I woke up at 5:00 a.m. today in blur. Not because I was hopeful for any changes in the seemingly inevitable results from last night’s election, but to attend to my babbling kid, who has developed an impressive early morning vocabulary of sounds to get us to go and pick him up.
In the middle of the night I deleted Twitter, all my news apps, and anything that might give me an alert about the news; the feeling of preemptive exhaustion was so familiar to eight years ago, when it felt like daily we had to just witness horrors unfold as rights were clawed back. It was honestly a relief to have an extra layer of sience, hanging out with Felix as he threw books at me to read to him, singing little nonsense songs and asking for more crackers.
Relatedly, not a lot of music feels like it fits the moment right now, so I'm taking a break from this newsletter for a few weeks. As much as the this email was an important forum to get excited for the present and future one song at a time, I feel like my ears need a break as much as my eyes, and nothing culturally quite makes sense right now – there’s a Zynternet v. Pop Girly thinkpiece somewhere out there in the ether – so I’ll be back in a bit!

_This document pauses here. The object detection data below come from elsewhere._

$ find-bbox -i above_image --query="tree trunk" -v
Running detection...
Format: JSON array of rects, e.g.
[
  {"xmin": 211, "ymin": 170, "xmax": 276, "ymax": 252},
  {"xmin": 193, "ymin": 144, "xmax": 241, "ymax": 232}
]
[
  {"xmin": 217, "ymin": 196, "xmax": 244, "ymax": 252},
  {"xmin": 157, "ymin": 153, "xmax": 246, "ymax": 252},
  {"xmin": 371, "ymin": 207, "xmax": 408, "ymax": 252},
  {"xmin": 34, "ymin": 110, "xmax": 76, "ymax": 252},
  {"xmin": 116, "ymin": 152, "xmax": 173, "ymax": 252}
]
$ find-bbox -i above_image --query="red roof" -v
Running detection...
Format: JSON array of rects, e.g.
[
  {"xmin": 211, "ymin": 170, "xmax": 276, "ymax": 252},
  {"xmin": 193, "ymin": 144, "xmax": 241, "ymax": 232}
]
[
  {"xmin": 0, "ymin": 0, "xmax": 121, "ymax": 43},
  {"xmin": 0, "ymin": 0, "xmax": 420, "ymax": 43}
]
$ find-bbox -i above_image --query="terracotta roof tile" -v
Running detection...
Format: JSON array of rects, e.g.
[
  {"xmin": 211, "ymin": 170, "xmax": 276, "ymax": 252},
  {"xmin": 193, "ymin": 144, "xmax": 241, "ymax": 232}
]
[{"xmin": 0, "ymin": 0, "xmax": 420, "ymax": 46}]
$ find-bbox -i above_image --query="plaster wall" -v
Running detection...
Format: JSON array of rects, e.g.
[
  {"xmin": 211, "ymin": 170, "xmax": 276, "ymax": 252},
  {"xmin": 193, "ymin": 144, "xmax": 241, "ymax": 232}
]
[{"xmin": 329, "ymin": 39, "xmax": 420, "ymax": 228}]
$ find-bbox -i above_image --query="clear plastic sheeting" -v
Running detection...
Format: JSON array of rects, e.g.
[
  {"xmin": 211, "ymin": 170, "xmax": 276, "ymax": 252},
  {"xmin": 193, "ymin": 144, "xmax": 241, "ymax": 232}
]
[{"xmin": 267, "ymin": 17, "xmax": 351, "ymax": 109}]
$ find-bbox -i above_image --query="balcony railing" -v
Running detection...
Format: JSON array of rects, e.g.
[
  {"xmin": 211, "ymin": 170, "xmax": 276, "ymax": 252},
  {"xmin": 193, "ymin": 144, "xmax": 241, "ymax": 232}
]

I like what Matthew Schnipper had to say in Deep Voices yesterday and I kept finding myself thinking of this Ekko Astral interview where they talk about how culture is upstream from politics:
I think music has this way of affecting people that no other activity that humanity does really has. You can write a song in Spanish and it can be an international hit. You can write a song about a particular subject and it can resonate with people, even if they don't agree with the views of the song. Think about the song "Born in the USA" by Bruce Springsteen. I think about a song, as...if we're going to use their shorthands of a "culture war," I think our music is kind of like the weaponry. You can actually be a culture warrior in a way that's not railing against societal progress, but actually trying to fight for it and make people aware of the world around it.
It makes me hopeful at least that the music I find, whenever I come back here, will point towards a brighter future than the ballot box.